Papers presented by Owen James Hyman since 2019
2020 Charlotte, North Carolina
"Collaboration and Dispossession: The Creation of NASA’s Space Technology Laboratory"
Owen Hyman, University of Mississippi
Abstract:
On Halloween, 1961, Senator John C. Stennis announced the creation of NASA’s Space Technology Laboratory on the lower Pearl River in southwest Mississippi. His appeal to the hundreds of families who would soon be displaced by the proving grounds for Saturn V booster rockets emphasized the need to beat the Soviets to the Moon and the promise of economic development through high-tech investment. Lost in his narrative of an emerging aerospace industry was the fact that the Corps of Engineers had already established a confidential appraisal for all of the land in the site’s 250 square-mile buffer zone. In the $24 billion Apollo Program, the cost for real estate was the one expense NASA and the Corps could fully control. This paper argues the defining feature of the Space Technology Laboratory for those dispossessed by its founding was not rocket science, but instead the activity the Corps identified as the highest and best use for their property: pulpwood harvesting. The Corps collaborated with local appraisers to consistently deny replacement-values for families who had been living on the same land for generations, even as they witnessed their towns dismantled and converted into industrial forests.
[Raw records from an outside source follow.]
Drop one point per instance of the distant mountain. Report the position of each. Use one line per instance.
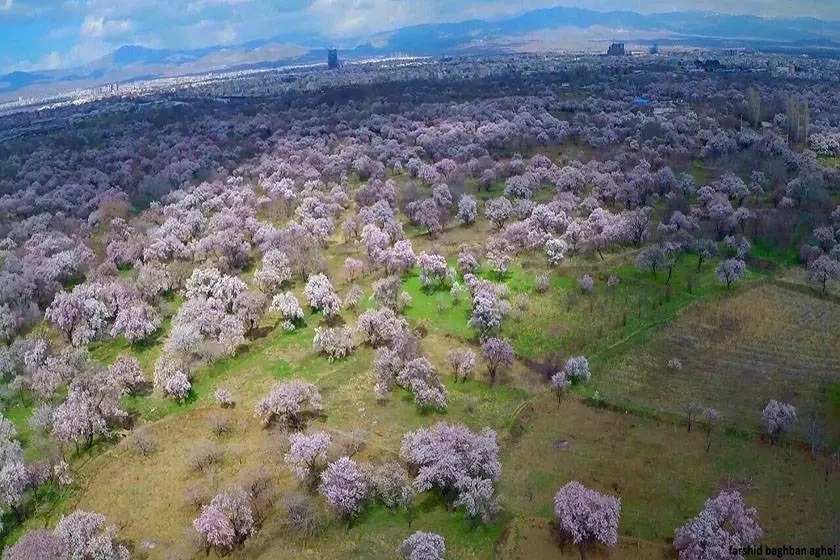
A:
(544, 29)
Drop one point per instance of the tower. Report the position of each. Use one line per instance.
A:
(332, 59)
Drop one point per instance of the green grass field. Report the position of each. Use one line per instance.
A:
(634, 445)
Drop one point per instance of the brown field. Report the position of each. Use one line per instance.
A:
(662, 473)
(737, 353)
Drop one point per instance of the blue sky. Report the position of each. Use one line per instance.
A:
(46, 34)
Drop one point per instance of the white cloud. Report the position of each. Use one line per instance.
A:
(100, 27)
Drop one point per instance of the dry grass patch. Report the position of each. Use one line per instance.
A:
(737, 353)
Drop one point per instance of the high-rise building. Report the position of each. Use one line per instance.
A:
(332, 59)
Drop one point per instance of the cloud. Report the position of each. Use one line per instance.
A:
(68, 31)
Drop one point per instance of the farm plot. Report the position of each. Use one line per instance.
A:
(662, 473)
(736, 354)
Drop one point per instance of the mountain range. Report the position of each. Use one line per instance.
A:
(552, 29)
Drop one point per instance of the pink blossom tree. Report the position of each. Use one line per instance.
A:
(724, 525)
(288, 403)
(449, 457)
(423, 546)
(586, 516)
(307, 456)
(498, 357)
(778, 418)
(226, 522)
(345, 487)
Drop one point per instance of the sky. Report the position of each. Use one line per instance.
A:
(49, 34)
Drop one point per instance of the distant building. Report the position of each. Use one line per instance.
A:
(616, 49)
(332, 59)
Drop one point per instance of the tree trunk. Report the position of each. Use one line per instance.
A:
(583, 547)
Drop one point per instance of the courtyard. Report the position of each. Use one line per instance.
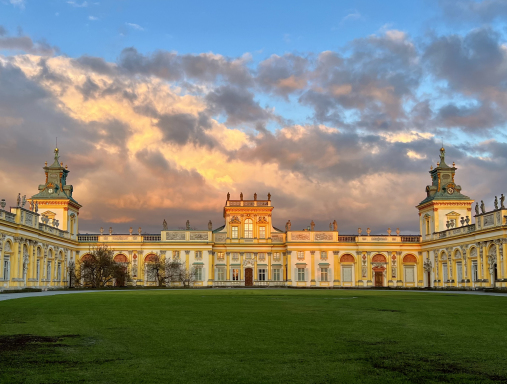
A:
(253, 335)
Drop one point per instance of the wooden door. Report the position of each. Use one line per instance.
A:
(248, 277)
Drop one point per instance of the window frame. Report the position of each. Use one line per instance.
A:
(324, 274)
(248, 226)
(301, 274)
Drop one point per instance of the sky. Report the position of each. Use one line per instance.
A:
(336, 108)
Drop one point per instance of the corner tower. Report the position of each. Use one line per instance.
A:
(444, 205)
(55, 199)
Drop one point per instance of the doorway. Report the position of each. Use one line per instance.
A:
(248, 277)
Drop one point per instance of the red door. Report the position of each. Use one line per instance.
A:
(248, 277)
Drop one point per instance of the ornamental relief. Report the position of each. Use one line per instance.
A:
(300, 236)
(199, 236)
(175, 235)
(323, 236)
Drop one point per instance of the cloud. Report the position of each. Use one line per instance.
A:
(18, 3)
(135, 26)
(352, 17)
(167, 135)
(25, 44)
(76, 4)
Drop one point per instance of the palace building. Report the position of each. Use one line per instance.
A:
(460, 245)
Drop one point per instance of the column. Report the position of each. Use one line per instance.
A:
(211, 268)
(336, 280)
(269, 266)
(241, 269)
(288, 268)
(227, 266)
(312, 268)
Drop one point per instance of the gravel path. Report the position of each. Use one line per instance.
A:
(10, 296)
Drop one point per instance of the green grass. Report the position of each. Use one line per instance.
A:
(254, 336)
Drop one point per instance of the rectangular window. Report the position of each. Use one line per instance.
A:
(324, 274)
(301, 274)
(6, 269)
(347, 274)
(409, 274)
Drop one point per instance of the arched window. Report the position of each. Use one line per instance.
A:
(248, 229)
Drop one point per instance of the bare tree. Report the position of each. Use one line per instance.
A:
(99, 268)
(165, 271)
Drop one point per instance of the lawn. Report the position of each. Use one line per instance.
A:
(254, 336)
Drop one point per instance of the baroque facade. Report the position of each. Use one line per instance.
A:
(459, 246)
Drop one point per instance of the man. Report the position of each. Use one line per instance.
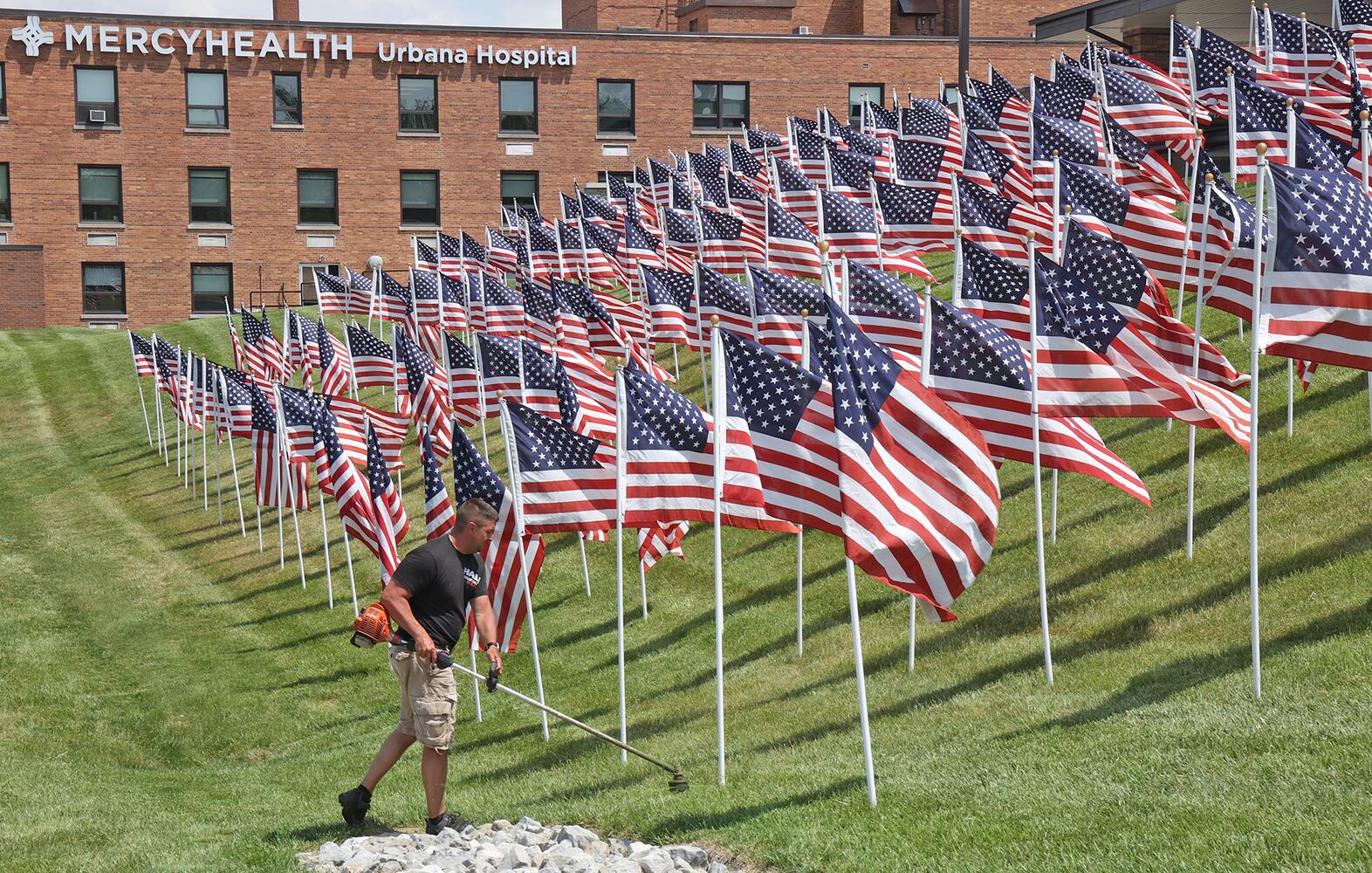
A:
(432, 589)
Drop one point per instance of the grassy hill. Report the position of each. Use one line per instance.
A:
(172, 699)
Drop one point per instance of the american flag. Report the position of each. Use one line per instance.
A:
(353, 417)
(503, 306)
(1143, 113)
(1094, 362)
(338, 297)
(539, 309)
(724, 298)
(374, 361)
(722, 240)
(141, 352)
(393, 299)
(796, 194)
(438, 510)
(464, 388)
(275, 481)
(779, 301)
(566, 481)
(918, 486)
(498, 364)
(791, 419)
(671, 302)
(887, 309)
(426, 393)
(1000, 224)
(263, 354)
(388, 510)
(472, 477)
(1122, 278)
(340, 478)
(501, 251)
(335, 362)
(662, 540)
(669, 460)
(1319, 302)
(791, 246)
(983, 374)
(426, 257)
(916, 217)
(1147, 228)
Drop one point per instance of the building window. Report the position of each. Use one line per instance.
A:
(419, 103)
(102, 288)
(317, 196)
(419, 196)
(210, 196)
(519, 189)
(102, 198)
(206, 99)
(856, 93)
(285, 99)
(98, 96)
(614, 106)
(721, 106)
(519, 106)
(211, 287)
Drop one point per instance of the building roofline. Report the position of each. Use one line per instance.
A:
(269, 24)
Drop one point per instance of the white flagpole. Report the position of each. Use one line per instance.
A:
(1202, 253)
(1038, 467)
(619, 552)
(137, 381)
(234, 462)
(508, 433)
(721, 436)
(1253, 424)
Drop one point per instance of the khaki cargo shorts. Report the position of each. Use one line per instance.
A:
(429, 696)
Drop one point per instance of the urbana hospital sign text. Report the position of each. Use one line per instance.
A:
(191, 41)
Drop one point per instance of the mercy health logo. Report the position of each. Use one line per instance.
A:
(33, 36)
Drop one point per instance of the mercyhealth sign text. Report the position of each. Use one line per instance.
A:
(311, 45)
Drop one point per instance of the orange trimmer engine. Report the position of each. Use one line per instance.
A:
(372, 626)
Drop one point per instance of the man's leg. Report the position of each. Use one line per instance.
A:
(434, 767)
(391, 750)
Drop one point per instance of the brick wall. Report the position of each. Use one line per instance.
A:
(22, 302)
(350, 124)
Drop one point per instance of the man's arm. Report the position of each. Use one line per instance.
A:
(397, 601)
(486, 628)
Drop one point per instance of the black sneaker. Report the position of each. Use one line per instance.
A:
(355, 803)
(446, 820)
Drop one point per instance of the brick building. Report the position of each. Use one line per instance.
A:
(150, 167)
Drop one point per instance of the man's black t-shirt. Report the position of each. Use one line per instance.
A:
(442, 582)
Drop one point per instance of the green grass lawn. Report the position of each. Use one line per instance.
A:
(170, 699)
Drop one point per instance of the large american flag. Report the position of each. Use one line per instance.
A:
(374, 360)
(918, 486)
(566, 481)
(983, 374)
(438, 510)
(472, 477)
(388, 510)
(1319, 299)
(669, 462)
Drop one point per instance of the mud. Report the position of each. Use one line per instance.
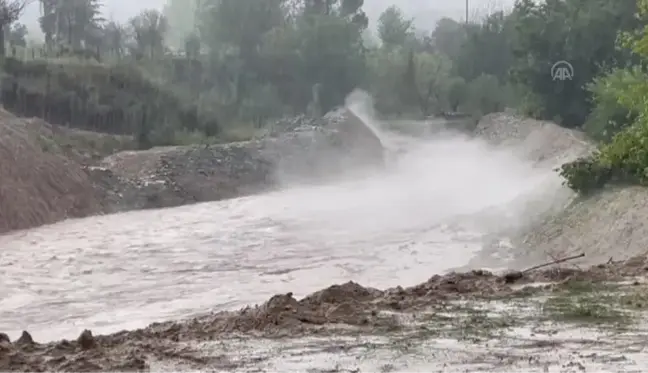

This burden fell disproportionately upon African American communities with deep ties to the region’s historic lumber industry. For the pulp and paper manufacturers operating there, the new facility meant business as usual with an even greater access to resources. As my work shows, a focus on the science and technology of the space program—one of the key elements of the post-World War II Sunbelt economy—obscures the low-wage, low-tech pulpwood work that persisted in its shadow. Moreover, it hides a pattern of dispossession and discrimination black families faced in southwest Mississippi as well as at other NASA facilities such as the Johnson Space Center in Houston.